# Concept Set 5
## Topic: Working with Data

by Joe Ilagan

This concept set is meant for people who have no experience with programming at all. If you have experience with programming, you may ignore the concept sets that tackle topics you've mastered.

### 5.1: Files

One of Python's core strengths is its ability to handle vast amounts of data. This is why you are learning Python. Courses that you will take later in your degree program will require you to handle data in ways that are beyond the capabilities of spreadsheet software.  

You may have noticed that all the data that we've dealt with so far has been _ephemeral_, or in other words, temporary. Ephemeral data is stored in your computer's _memory_, not its _storage_, which means that it will be lost once the program handling it is shut down. When you shut down this notebook, the data that you are working with is lost.  

The simplest way to _persist_ data is to write your data to a _file_. Your office programs like Word/Docs, Excel/Sheets, and PowerPoint/Slides all use files.  

In Python, you can work with files as such:  

In [3]:
# Open the file
# Pattern:
# file_object = open(file_name, mode)
# `mode` can be "r" for reading, "w" for writing, and "a" for appending. 
# There are more modes that handle more specialized tasks.
my_file = open("./concept-set-5-test.txt", "w")

# Do stuff to the file
my_file.write("Hello file world!")

# Close the file
my_file.close()

This pattern is often simplified (and made more memory-safe) by using a _context manager_. The context manager is Python's structure for allocating and releasing resources for a task automatically. It is advisable to use context managers for working with files in nearly all cases.

In [2]:
# Using a context manager
# Notice that there is no need to close the file
with open("./concept-set-5-test.txt", "w") as my_file:
    my_file.write("Hello from context manager!")

### 5.2: File methods

Files, much like other Python objects, have _methods_ that you can use to interact with them. Here are some critical ones. You may find the rest of the file methods at https://www.w3schools.com/python/python_ref_file.asp.  

`.write`  
Writes a string to a file.  
`.writelines`  
Writes a _list_ of strings to a file.  
`.read`  
Reads the file's contents.  
`.readlines`  
Reads the file's contents _as an iterable_.  


### Checkpoint  

Write the letters of the alphabet to a file called `concept-set-5-alphabet.txt`. Write one letter per line.  
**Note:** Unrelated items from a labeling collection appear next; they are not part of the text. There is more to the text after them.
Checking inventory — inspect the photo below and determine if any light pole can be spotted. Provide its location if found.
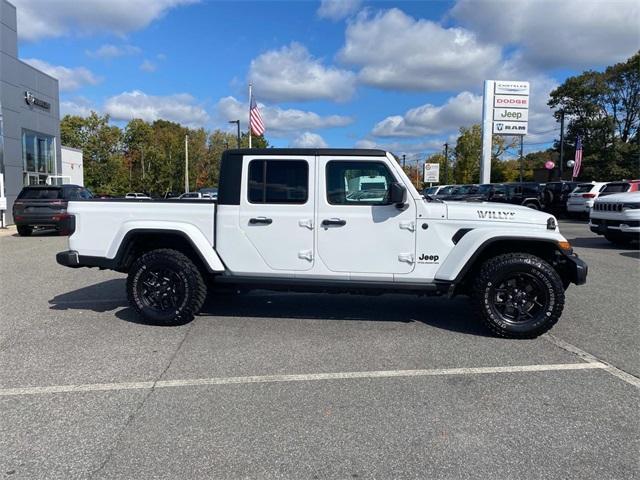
[229,120,240,148]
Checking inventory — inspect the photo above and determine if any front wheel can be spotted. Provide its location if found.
[472,253,565,338]
[127,249,207,326]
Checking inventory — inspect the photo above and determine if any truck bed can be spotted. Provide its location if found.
[67,199,216,259]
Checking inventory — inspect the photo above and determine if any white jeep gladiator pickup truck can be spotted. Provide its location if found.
[57,149,587,338]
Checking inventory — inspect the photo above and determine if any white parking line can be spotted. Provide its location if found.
[542,333,640,388]
[0,362,608,397]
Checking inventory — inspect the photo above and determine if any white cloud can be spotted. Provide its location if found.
[338,8,501,91]
[372,92,482,137]
[60,97,97,117]
[140,60,158,73]
[451,0,640,69]
[12,0,197,40]
[24,58,102,92]
[85,43,142,58]
[249,42,355,102]
[217,97,353,137]
[289,132,329,148]
[104,90,209,128]
[317,0,362,21]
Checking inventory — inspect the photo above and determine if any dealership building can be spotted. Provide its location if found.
[0,0,82,224]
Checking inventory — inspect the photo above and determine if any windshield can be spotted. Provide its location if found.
[18,188,62,200]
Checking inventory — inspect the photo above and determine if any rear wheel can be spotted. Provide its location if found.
[17,225,33,237]
[127,249,207,325]
[472,253,565,338]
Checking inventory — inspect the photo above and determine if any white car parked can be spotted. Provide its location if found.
[567,182,607,215]
[589,192,640,245]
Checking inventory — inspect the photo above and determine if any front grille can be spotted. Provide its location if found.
[593,202,622,212]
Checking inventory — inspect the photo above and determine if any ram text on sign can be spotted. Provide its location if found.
[494,80,529,95]
[424,163,440,183]
[493,95,529,108]
[493,121,528,135]
[493,108,529,122]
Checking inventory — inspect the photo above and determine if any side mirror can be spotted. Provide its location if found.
[389,182,407,205]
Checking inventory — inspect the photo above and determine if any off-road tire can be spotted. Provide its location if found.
[471,253,565,338]
[16,225,33,237]
[127,248,207,326]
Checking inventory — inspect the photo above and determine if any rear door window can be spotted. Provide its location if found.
[249,160,309,204]
[602,182,630,193]
[326,160,395,205]
[573,183,593,193]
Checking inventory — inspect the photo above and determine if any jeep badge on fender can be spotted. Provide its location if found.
[57,148,587,338]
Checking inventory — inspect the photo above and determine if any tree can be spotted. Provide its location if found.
[548,52,640,180]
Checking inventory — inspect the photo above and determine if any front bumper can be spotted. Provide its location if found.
[564,253,589,285]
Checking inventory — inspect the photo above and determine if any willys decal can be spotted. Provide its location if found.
[478,210,516,220]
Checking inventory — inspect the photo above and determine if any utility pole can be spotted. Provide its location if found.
[520,135,524,183]
[229,120,240,148]
[560,110,564,180]
[184,135,189,193]
[440,143,449,183]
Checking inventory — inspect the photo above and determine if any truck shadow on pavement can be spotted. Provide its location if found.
[567,237,640,252]
[49,278,492,337]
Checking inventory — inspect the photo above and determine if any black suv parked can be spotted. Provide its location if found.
[542,180,584,215]
[465,182,542,210]
[13,185,92,237]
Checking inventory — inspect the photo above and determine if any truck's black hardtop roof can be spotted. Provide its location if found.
[225,148,387,157]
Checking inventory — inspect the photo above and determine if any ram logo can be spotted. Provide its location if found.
[477,210,516,220]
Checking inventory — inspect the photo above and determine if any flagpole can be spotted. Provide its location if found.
[249,84,253,148]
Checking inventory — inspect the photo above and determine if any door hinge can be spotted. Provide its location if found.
[400,220,416,232]
[298,218,313,230]
[398,253,415,263]
[298,250,313,262]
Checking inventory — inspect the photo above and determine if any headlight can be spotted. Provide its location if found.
[622,203,640,210]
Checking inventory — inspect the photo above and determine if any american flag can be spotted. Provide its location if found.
[249,96,265,137]
[573,137,582,178]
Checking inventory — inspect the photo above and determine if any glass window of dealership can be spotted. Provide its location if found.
[0,0,62,223]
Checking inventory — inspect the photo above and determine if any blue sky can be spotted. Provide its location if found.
[13,0,640,157]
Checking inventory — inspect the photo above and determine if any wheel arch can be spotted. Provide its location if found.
[113,228,225,273]
[436,235,571,295]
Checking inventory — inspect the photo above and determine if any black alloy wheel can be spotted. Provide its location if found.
[490,272,549,324]
[472,253,565,338]
[127,248,207,325]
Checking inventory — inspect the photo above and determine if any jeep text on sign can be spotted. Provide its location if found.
[493,95,529,108]
[493,108,529,122]
[493,121,528,135]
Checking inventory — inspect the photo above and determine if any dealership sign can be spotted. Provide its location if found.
[480,80,530,183]
[24,91,51,110]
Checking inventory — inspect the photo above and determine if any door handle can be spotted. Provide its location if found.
[322,218,347,227]
[249,217,273,225]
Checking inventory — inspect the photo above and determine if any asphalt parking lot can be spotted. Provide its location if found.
[0,221,640,479]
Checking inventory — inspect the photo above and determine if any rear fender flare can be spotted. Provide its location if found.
[107,222,225,273]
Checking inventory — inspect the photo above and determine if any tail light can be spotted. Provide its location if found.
[51,213,76,236]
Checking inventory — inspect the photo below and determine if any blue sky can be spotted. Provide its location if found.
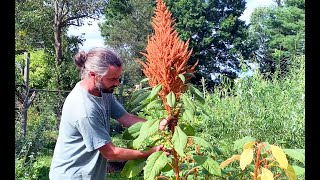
[68,0,275,51]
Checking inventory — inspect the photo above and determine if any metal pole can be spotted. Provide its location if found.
[22,52,30,137]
### 5.3: Text vs. Binary files

Going forward, you may encounter the terms "text file" and "binary file." These terms have specific meanings in programming.  

A _text_ file is a file that is written in human-readable characters. It does not necessarily need a `.txt` extension. Text files can be edited in a _text editor_, which is why some people joke that you can technically program on Notepad or TextEdit. Most programmers use a more versatile text editor like Visual Studio Code, Atom, or Sublime Text.  

A _binary_ file is a file that is _not_ written in human-readable characters.  

Most of the files we will use in this course will be text files.

### 5.4: CSV files  

Data is often stored in the _tabular_ format. If you have ever worked with a spreadsheet before, then you are already familiar with tabular data.  

In a text file, one of the most basic ways to store tabular data is to store it in a "comma-separated" format. The comma-separated value (hence CSV) file is typically given the extension `.csv`.  

To illustrate:  

`name,email,number`  
`Joe,joeilagan@email.com,09170000000`  
`Alteheit,lordalteheit@email.com,0927000000`  
`Dirus,lorddirus@email.com,09180000000`  

This is equivalent to the following spreadsheet:  

![image.jpg](./images/cs5-spreadsheet.jpg)

### Checkpoint

Write the following data to a CSV file called `concept-set-5-csv-exercise.csv`.  

`name,email,number`  
`Joe,joeilagan@email.com,09170000000`  
`Alteheit,lordalteheit@email.com,0927000000`  
`Dirus,lorddirus@email.com,09180000000`  

When you are done, try to open your CSV file in Excel.  

### Checkpoint

Read the data from `concept-set-5-csv-exercise.csv` into Python's memory. Store the data as a nested list, where the big list represents the entire file and where the smaller lists represent rows.  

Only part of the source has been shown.